During fragmented transmission, if any fragment is lost, the entire IP datagram becomes invalid. Therefore, TCP introduces the maximum segment size (MSS), meaning fragmentation occurs at the TCP layer rather than the IP layer. Thus, for UDP, we should avoid sending a datagram larger than the MTU.

IPv6 Addresses#

Finally, let's talk about IPv6.

IPv4 addresses are 32 bits long, providing approximately 4.2 billion addresses, but IPv4 addresses were already exhausted by 2011.

However, IPv6 addresses are 128 bits long, allowing for an astonishing number of assignable addresses. It is said that IPv6 can ensure that every grain of sand on Earth can be assigned an IP address.

In addition to having more addresses, IPv6 also offers better security and scalability, which means that IPv6 can provide a better network experience compared to IPv4.

However, since IPv4 and IPv6 are not compatible with each other, not only do our computers and devices like phones need to support it, but network operators also need to upgrade existing devices.
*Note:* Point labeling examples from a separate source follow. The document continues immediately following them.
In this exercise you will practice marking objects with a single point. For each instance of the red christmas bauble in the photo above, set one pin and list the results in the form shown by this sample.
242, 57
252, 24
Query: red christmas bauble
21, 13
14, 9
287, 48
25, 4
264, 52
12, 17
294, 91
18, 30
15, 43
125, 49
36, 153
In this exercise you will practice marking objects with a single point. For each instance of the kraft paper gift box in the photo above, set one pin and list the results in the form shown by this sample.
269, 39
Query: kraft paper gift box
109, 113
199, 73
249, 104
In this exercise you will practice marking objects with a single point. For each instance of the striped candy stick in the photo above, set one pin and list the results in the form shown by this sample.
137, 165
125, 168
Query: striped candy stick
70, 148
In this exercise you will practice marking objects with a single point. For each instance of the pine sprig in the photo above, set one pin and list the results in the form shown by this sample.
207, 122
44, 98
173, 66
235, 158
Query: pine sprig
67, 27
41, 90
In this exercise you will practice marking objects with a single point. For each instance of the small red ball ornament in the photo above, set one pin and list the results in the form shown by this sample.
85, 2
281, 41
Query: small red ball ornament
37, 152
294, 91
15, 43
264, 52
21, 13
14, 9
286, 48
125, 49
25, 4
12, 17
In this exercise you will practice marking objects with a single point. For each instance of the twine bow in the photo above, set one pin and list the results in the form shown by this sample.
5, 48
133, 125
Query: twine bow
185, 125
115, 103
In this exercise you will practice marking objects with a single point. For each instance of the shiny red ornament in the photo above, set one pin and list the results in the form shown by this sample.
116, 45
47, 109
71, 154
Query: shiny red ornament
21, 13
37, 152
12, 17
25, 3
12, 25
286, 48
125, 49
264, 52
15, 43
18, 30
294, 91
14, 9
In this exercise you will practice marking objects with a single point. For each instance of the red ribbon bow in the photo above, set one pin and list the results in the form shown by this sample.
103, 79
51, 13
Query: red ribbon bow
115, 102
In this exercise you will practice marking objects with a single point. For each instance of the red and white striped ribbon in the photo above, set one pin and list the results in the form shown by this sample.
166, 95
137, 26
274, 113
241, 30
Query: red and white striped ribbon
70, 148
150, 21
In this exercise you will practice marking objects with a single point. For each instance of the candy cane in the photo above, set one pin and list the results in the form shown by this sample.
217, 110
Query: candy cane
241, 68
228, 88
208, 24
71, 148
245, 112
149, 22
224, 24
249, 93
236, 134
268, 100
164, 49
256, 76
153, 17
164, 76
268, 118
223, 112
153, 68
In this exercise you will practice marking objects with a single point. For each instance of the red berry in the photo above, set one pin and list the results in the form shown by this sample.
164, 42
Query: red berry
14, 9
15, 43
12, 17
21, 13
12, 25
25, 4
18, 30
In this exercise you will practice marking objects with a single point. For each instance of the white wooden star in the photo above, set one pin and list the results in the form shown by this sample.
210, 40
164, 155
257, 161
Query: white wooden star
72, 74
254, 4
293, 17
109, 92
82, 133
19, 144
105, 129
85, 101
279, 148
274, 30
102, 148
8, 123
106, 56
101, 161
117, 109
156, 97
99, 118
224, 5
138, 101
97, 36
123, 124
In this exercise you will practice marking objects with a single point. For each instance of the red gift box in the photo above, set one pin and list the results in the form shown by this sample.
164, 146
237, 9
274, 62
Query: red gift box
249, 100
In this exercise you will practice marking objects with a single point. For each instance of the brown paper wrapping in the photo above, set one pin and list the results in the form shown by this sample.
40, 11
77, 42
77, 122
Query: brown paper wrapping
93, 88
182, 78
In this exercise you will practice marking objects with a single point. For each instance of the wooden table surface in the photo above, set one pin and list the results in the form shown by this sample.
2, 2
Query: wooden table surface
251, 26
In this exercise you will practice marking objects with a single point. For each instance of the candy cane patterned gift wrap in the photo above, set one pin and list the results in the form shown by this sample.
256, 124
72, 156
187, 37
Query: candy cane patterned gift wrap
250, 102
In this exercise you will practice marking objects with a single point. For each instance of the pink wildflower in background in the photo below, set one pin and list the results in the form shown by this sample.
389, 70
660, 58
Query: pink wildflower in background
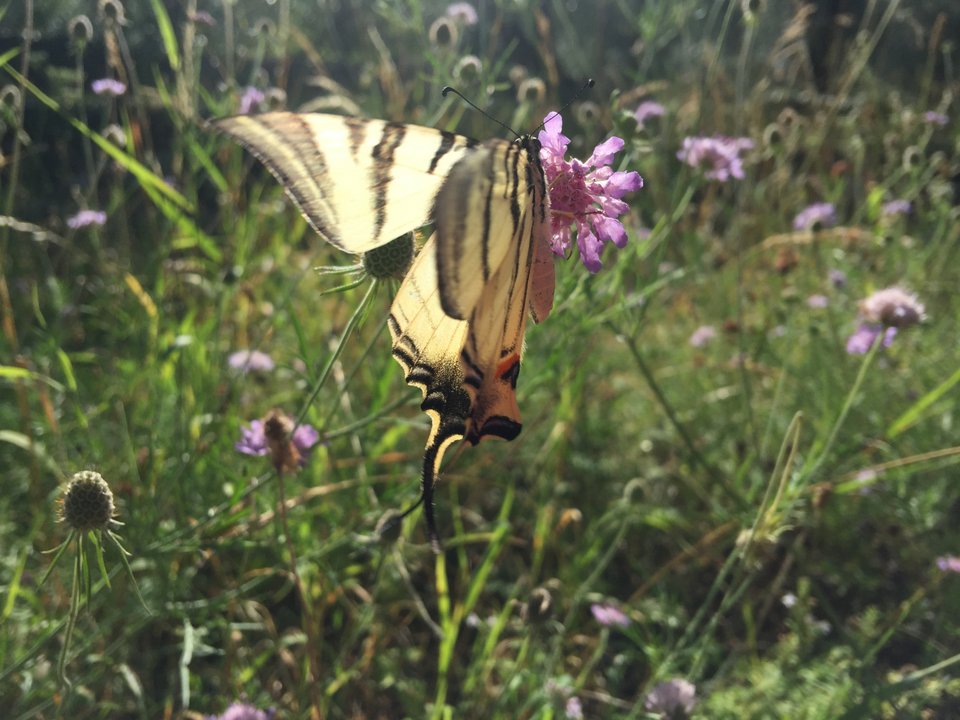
275, 435
586, 193
573, 709
934, 118
673, 699
241, 711
702, 335
864, 336
648, 109
108, 86
719, 156
896, 207
816, 217
949, 563
609, 616
250, 100
250, 360
85, 218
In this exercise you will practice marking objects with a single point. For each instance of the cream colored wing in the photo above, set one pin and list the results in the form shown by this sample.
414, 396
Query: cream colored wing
360, 183
478, 212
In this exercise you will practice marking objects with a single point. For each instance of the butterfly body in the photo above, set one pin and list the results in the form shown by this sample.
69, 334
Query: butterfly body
459, 317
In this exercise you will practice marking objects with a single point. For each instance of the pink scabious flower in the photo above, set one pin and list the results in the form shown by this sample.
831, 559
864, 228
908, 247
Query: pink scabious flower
934, 118
702, 335
896, 207
462, 12
241, 711
108, 86
893, 307
250, 361
250, 100
866, 335
573, 709
815, 217
648, 109
720, 155
672, 699
85, 218
276, 436
587, 193
949, 563
609, 616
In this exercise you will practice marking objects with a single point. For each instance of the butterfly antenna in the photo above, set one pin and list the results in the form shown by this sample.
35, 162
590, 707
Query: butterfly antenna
587, 85
447, 89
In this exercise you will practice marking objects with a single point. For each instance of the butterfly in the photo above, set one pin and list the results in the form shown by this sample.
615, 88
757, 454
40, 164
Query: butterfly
459, 317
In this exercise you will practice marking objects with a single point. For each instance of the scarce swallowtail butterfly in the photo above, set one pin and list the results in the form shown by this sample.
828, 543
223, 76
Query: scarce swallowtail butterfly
458, 319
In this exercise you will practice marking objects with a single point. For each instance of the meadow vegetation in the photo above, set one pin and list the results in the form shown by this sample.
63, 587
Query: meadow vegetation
723, 504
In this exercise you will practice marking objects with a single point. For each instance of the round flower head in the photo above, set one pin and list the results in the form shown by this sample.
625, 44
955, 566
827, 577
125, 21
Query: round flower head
816, 217
586, 193
87, 502
719, 155
673, 698
272, 436
893, 307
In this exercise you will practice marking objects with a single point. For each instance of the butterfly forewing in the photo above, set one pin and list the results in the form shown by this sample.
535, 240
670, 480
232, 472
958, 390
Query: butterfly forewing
360, 183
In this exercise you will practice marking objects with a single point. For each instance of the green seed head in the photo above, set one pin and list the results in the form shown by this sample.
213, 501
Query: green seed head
391, 260
88, 502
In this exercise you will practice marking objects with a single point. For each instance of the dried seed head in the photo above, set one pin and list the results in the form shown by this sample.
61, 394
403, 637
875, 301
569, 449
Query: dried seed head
467, 69
539, 607
532, 90
87, 503
111, 11
893, 307
391, 260
80, 30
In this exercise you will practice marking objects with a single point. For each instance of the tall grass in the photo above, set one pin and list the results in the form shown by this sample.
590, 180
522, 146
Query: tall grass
766, 509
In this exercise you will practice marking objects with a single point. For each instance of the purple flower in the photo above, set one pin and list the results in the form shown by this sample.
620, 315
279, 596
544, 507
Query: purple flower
864, 336
85, 218
250, 100
462, 12
896, 207
949, 563
719, 153
702, 335
587, 193
648, 109
108, 86
272, 436
894, 307
672, 699
240, 711
609, 616
250, 361
202, 17
935, 118
815, 217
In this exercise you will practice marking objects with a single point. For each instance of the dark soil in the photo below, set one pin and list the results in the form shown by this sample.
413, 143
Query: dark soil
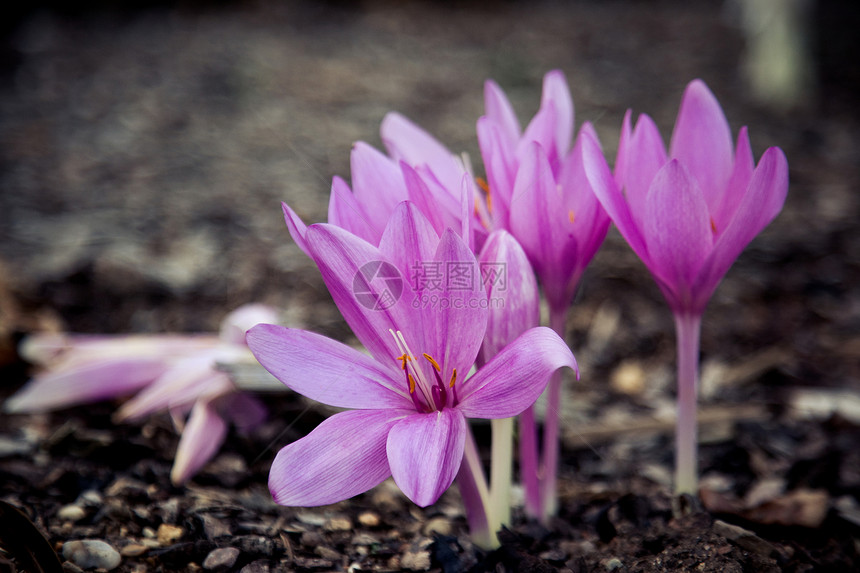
143, 156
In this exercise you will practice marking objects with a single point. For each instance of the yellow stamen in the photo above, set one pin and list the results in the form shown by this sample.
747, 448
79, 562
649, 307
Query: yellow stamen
433, 362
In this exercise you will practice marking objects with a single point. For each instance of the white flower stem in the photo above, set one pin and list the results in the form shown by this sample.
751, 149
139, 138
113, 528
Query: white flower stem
687, 331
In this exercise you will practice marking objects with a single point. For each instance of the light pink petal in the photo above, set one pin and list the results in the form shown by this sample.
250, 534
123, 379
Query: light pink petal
364, 286
499, 109
737, 185
677, 227
85, 383
326, 370
516, 376
343, 457
760, 205
296, 227
345, 211
556, 92
702, 141
202, 437
511, 289
425, 451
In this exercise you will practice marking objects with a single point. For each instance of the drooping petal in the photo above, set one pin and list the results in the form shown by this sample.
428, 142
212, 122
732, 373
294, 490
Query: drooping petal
512, 291
296, 227
424, 453
702, 141
345, 211
364, 286
499, 109
677, 227
555, 91
344, 456
760, 205
202, 437
516, 376
326, 370
88, 382
461, 319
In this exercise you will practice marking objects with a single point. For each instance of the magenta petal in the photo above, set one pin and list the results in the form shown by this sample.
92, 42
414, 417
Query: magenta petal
556, 92
512, 290
369, 303
500, 111
296, 227
345, 211
202, 437
85, 383
424, 453
344, 456
763, 201
677, 228
513, 379
702, 141
326, 370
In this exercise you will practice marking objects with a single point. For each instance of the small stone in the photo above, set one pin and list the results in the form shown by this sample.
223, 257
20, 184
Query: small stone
438, 525
133, 550
91, 554
415, 560
368, 519
338, 524
168, 534
221, 558
72, 513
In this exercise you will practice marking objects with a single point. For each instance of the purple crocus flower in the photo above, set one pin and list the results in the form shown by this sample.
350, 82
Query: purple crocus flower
176, 373
411, 396
688, 214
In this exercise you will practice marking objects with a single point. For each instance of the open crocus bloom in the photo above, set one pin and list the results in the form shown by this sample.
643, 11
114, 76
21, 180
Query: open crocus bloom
177, 373
411, 396
537, 187
688, 214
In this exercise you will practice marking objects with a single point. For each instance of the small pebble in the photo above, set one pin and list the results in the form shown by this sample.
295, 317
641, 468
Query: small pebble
368, 519
72, 513
91, 554
222, 558
133, 550
168, 534
338, 524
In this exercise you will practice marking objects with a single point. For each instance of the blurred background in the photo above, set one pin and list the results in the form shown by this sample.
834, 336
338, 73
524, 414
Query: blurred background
145, 148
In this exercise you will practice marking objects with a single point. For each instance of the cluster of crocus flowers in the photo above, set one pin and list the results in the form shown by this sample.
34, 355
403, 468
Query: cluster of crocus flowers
410, 398
175, 373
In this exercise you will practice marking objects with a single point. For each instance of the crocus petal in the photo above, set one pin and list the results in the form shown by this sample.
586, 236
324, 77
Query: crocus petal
326, 370
510, 281
702, 141
760, 205
556, 92
499, 109
202, 437
370, 307
88, 382
344, 456
345, 211
677, 227
235, 324
516, 376
424, 453
296, 227
462, 319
This may be one reason for the slow adoption rate of IPv6.

Highlights of IPv6#

IPv6 not only has more assignable addresses but also has many other highlights.

IPv6 can be auto-configured, allowing for automatic IP address assignment even without a DHCP server, making it truly plug-and-play. The IPv6 header has a fixed length of 40 bytes, eliminating the header checksum, simplifying the header structure, reducing the load on routers, and greatly improving transmission performance. IPv6 has network security features to counteract IP address spoofing and prevent line eavesdropping, significantly enhancing security.

IPv6 Address Representation#

IPv4 addresses are 32 bits long, represented in groups of 8 bits using dotted-decimal notation.

IPv6 addresses are 128 bits long, represented in groups of 16 bits, with each group separated by a colon ":".

If there are consecutive zeros, these zeros can be omitted and replaced with two colons "::". However, an IP address can only contain two consecutive colons once.

Structure of IPv6 Addresses#

Similar to IPv4, IPv6 also identifies the type of IP address through the first few bits.

IPv6 addresses mainly include the following types:

• Unicast address, used for one-to-one communication
• Multicast address, used for one-to-many communication
• Anycast address, used for communication with the nearest node, where the nearest node is determined by the routing protocol
• No broadcast address

Types of IPv6 Unicast Addresses#

For one-to-one communication IPv6 addresses, there are three main types of unicast addresses, each with different valid ranges.

• For link-local unicast communication, which does not go through routers, link-local unicast addresses can be used. This type does not exist in IPv4.
• For internal network unicast communication, unique local addresses can be used, equivalent to IPv4 private IPs.
• For Internet communication, global unicast addresses can be used, equivalent to IPv4 public IPs.